New Orleans (LA) Picayune, "The Fugitive Slave Riot," September 14, 1851

    Source citation
    "The Fugitive Slave Riot," New Orleans (LA) Picayune, September 14, 1851, p. 2.
    Newspaper: Publication
    New Orleans Picayune
    Newspaper: Headline
    The Fugitive Slave Riot
    Newspaper: Page(s)
    Date Certainty
    Zak Rosenberg, Dickinson College
    Transcription date
    The following text is presented here in complete form, as it originally appeared in print. Spelling and typographical errors have been preserved as in the original.

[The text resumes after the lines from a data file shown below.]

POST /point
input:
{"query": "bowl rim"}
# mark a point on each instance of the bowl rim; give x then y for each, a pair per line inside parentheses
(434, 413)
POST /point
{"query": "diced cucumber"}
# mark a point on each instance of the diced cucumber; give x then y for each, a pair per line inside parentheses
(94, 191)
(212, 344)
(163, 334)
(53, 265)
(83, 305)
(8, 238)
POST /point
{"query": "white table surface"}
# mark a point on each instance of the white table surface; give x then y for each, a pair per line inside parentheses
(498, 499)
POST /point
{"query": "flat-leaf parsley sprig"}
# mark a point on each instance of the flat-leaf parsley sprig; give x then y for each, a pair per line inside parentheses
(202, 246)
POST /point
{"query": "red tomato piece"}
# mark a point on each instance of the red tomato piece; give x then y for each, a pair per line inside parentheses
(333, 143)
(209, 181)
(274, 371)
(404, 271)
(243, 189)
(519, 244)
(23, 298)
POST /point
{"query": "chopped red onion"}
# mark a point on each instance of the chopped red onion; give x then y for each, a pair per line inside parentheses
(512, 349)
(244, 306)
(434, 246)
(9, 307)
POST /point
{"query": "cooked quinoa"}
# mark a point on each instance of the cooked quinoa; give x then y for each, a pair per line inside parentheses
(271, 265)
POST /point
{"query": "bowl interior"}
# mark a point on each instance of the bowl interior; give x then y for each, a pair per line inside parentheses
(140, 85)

    The Fugitive Slave Riot.

    BALTIMORE, Sept. 13- A few days ago Edward Gorsuch and son, of Baltimore county, Md., went to Lancaster county, Pa., in persuit of a fugitive slave at a place named Christiana, near Lancaster. The negro was secreted in a house, into which Gorsuch and aprty entered, when the negro cleared up stairs and armed with a musket prevented the party from ascending them. He blew a horn and was immediatel reinforced by about two hundred negroes and whites, who surrounded the house. The marshal called upon the whites to assist him in enforcing the law, but they refused. The negroes fired upon their pursuers. Gorsuch and son were instantly, and it is supposed, mortally wounded. Three negroes were also wounded, but the negroes and their associates remained uncaptured. Gorsuch and his son were most respectable citizens. Great excitement prevails. It is supposed that the Government must interfere.

    PHILADELPHIA, Sept. 12- Gorsuch and his son, who were attacked by armed negroes in Lancaster county, Pa., were both killed. Two officers were seriously wounded. The murderers have escaped.